Only nine months had gone by, I figured out quickly while standing by the rain-lashed living-room window, yet those events seemed to have receded into a calmer distance.
During the fall, there was one foggy evening when I ventured back to those places, but luckily I found not a single soul among the trees and bushes. Yet it seemed so useless to go on with everything as before when I could not help looking continuously into another life. Into a life running parallel to the one I was leading. I should have kept the secret even from myself. I needed more time, maybe the same length of time that has passed until now, this was my ascetic hope, and then I’d forget it completely. Though the best thing to do would have been to kill, that’s what I kept imagining, to kill everyone, leaving no one on earth who might remember those things.
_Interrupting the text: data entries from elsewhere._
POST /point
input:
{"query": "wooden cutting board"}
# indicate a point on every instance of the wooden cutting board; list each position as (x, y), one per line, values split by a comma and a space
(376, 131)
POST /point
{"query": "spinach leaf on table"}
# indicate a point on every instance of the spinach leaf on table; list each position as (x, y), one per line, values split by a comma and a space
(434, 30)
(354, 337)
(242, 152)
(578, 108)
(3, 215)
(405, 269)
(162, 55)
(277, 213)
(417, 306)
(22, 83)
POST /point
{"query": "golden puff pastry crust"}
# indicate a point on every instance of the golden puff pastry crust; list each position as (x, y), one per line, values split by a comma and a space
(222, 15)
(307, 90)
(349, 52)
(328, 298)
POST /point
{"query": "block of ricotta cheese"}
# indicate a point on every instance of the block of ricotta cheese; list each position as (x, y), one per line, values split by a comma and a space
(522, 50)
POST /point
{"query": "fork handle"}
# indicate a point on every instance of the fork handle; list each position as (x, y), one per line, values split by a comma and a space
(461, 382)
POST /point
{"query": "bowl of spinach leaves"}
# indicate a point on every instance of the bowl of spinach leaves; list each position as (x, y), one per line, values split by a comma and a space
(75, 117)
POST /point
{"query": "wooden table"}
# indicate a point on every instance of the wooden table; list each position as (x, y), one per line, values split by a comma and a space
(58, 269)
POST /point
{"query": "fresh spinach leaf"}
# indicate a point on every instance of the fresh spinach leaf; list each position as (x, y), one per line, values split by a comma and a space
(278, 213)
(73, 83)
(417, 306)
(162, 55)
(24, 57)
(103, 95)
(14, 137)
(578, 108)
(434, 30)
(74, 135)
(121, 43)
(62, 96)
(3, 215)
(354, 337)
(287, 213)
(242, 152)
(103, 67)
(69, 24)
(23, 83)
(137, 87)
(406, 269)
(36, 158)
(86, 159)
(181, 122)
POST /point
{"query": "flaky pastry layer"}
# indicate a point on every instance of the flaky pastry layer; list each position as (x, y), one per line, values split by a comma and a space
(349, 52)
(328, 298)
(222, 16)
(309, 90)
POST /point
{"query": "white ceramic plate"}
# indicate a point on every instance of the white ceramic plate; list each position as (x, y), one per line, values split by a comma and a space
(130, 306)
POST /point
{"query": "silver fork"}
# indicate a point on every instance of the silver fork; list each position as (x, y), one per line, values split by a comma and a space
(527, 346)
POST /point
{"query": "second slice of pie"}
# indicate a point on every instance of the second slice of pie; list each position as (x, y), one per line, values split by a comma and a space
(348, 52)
Sometimes I even recalled the black dog, the way it stood over me, panting into my face, longing to lick my eyes.
With legs spread, hips thrust forward, there above me stood the men who knew everything better than I, did everything better than I, and wouldn’t miss a single opportunity.
The strange shadows of huge birds.
That is why I hesitated, helplessly mulling over every prepared sentence, that is why I waited for weeks for the right moment, and that is why I became so harshly determined with my dumb sentence when the right moment finally arrived that blustery March morning.